Bild: Entsetzt: Ein Anhänger des Republikanischen Volkspartei nach der Annulie…
Sie haben es getan. Nach langem Zögern hat sich am Ende doch die Gier nach
Macht und Geld gegen die Vernunft durchgesetzt und auf Anweisung von Recep
Tayyip Erdoğan die [1][zentrale Wahlkommission] der Türkei am Montagabend
den Sieg der Opposition bei den Kommunalwahlen in Istanbul für nichtig
erklärt. Erdoğan hat damit eine letzte Grenze überschritten. Konnte in der
Türkei schon lange nicht mehr von fairen Wahlen gesprochen werden, weil die
Regierung die gesamten Medien kontrollierte und sämtliche staatlichen
Ressourcen für ihre Wahlkämpfe einsetzte, wurde zumindest der Wahlakt
selbst bislang nicht angetastet.
Das ist nun auch vorbei, die letzten demokratischen Kulissen ließ Erdoğan
Montagabend auch noch abräumen. Die Botschaft dieser Entscheidung ist klar:
Wenn ein Wahlergebnis seine Macht und seine materiellen Interessen direkt
bedroht, ist es auch vorbei mit der formalen Demokratie in der Türkei. Die
Willkür dieser Entscheidung ist so offensichtlich, dass sich die derart
genötigte Wahlkommission selbst weigerte das Ergebnis bekannt zu geben und
am Abend fluchtartig die Szene räumte.
Doch wenn es am finstersten ist, ist auch die Rettung nahe. In [2][Ekrem
Imamoğlu,] dem Wahlsieger von Istanbul, ist Erdoğan ein Gegner erwachsen,
der ihm und der restlichen gierigen Garde der AKP noch das Fürchten lehren
wird. In einer historischen Rede vor tausenden Anhängern kündigte Imamoğlu
noch in der Nacht in Istanbul den Widerstand der Opposition und der
Istanbuler Bevölkerung an. Er beklagte nicht nur den Verrat der
Wahlkommission, er machte seinen Anhängern auch erfolgreich Mut, für die
Demokratie in der Türkei einzustehen. Wie man an unzähligen Reaktionen in
den sozialen Medien sehen konnte, gelang es ihm, die drohende Depression
vieler Oppositioneller in eine kämpferische Stimmung zu drehen. Imamoğlu
wächst in der Krise zu einem echten Führer der gesamten Opposition heran.
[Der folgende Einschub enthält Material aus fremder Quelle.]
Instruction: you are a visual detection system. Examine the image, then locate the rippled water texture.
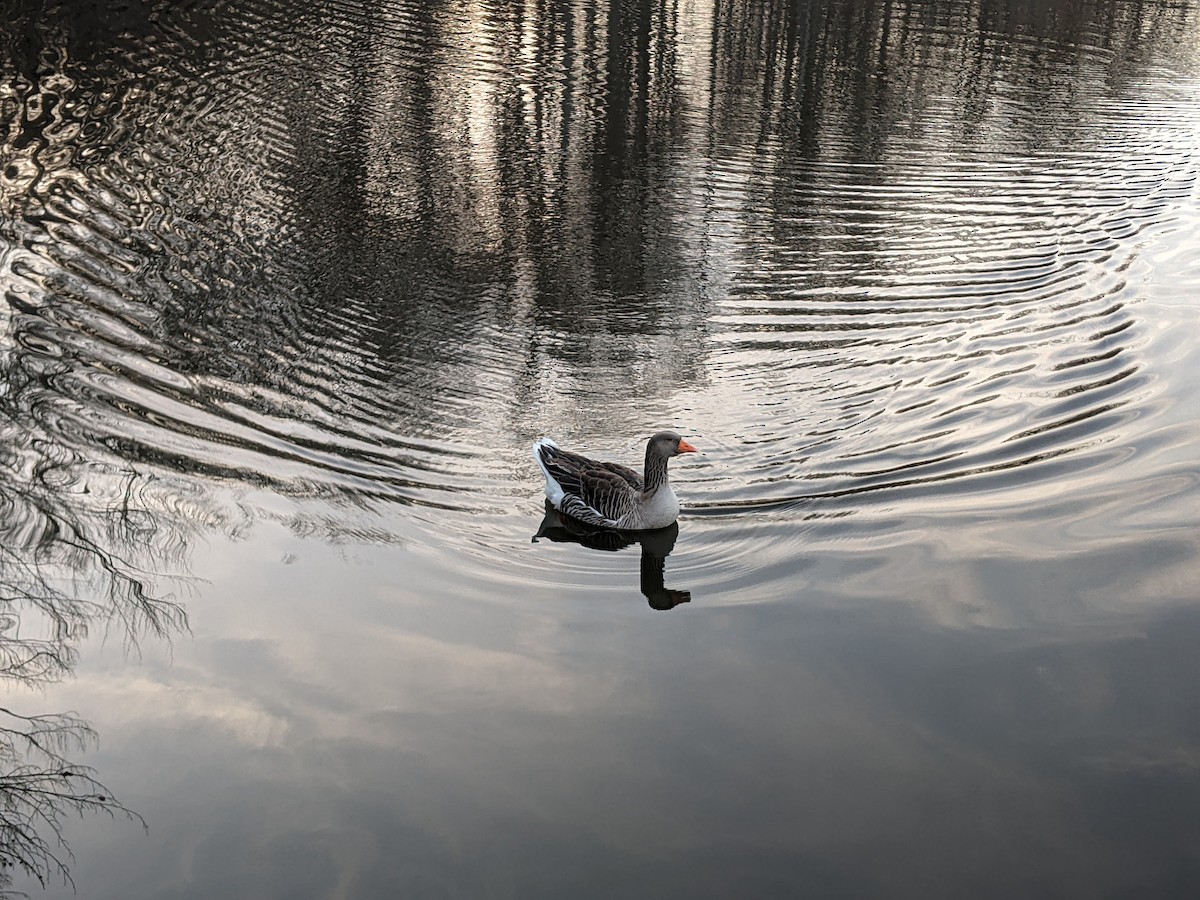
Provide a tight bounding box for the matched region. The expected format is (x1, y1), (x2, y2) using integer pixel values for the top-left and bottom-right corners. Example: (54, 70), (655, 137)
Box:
(0, 0), (1200, 898)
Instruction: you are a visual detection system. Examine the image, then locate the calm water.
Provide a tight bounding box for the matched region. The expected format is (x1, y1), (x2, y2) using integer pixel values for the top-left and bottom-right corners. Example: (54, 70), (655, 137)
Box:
(0, 0), (1200, 900)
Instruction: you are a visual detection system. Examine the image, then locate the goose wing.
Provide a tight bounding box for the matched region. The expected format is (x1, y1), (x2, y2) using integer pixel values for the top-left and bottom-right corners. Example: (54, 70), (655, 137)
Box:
(538, 443), (642, 527)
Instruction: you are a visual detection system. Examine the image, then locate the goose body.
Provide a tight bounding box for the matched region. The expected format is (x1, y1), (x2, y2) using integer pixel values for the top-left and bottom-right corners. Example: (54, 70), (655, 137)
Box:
(533, 431), (696, 532)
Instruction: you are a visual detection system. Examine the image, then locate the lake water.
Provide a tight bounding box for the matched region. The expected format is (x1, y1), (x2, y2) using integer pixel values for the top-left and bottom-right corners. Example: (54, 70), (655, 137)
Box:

Doch das ist nicht das einzige Gegentor, dass Erdoğan mit seiner
Entscheidung geschossen hat. Nicht nur die innertürkische, auch die
[3][internationale Reaktion] ist verheerend. Die EU Kommission, das
EU-Parlament, der Europarat, die Bundesregierung und etlichen prominenten
Politikern der Opposition in Deutschland ist klar, dass Erdoğan mit dieser
Entscheidung eine rote Linie überschritten hat, was nicht ohne Konsequenzen
bleiben kann. Die EU-Kommission forderte, die Wahlkommission solle die
Gründe für ihre Entscheidung offenlegen, was nicht passieren wird, weil es
keine plausiblen Gründe gibt. Das wird Erdogan im Westen weiter isolieren.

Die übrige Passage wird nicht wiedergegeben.